Our rides average 25 to 35 miles at a pace of 20 to 22mph, depending on what part of the season it is. I was focused on the Defy for two reasons: compact gearing and a slightly longer headtube. I have modified my current ride a bit by stretching the stem to a 120, cutting the steerer, and tuning the front derailleur so it can't shift into the granny. Granted it is an aluminum frame, but I am quite comfortable, even on centuries. THe cassette is a 12-28, which I like except for the occasional, "I am in between gears" feeling. I figured a compact would allow me to close up the gaps (front is 50/39/30 - 30 is not used). I find myself in the large chainring and second to last highest gear in the rear a lot when we are in the flats, but I figure that is common with most everyone. I cant say that I have ever spinned out at 12 and 50. 
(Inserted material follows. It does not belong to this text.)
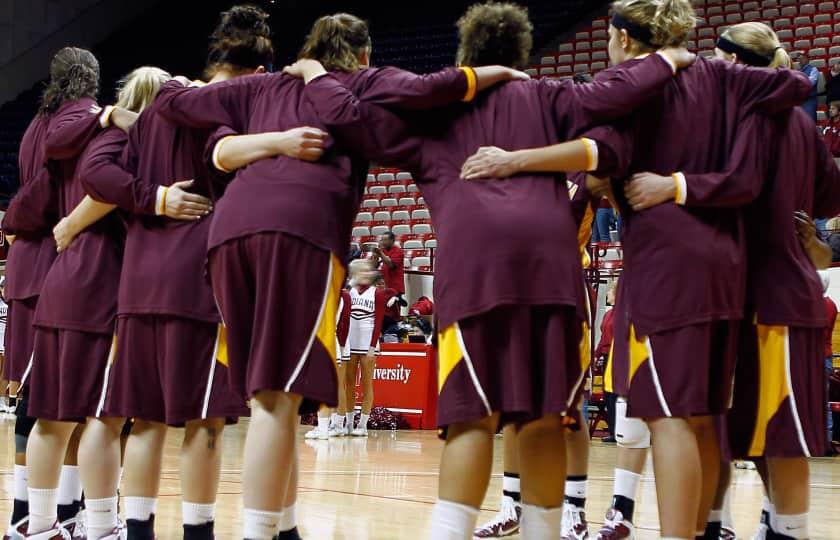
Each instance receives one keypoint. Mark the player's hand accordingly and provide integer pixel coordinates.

My shop owner's exact comment was, "If you aren't fit for a double, then who is"? Quite flattering, but I'm not convinced, yet. He rides a TCR and he told me to try his out next time. He said it is quite comfortable, and I would benefit from the geometry of the bike. He uses a 12-27 in the rear and loves it. He loves riding in the large chainring and the third lowest gear in the rear. It's the sweet spot. 

I did the gear calculations, and it's basically a wash between 53/39 - 12-27 and a 50/34 - 11-25. I do get the tighter grouping with the compact. 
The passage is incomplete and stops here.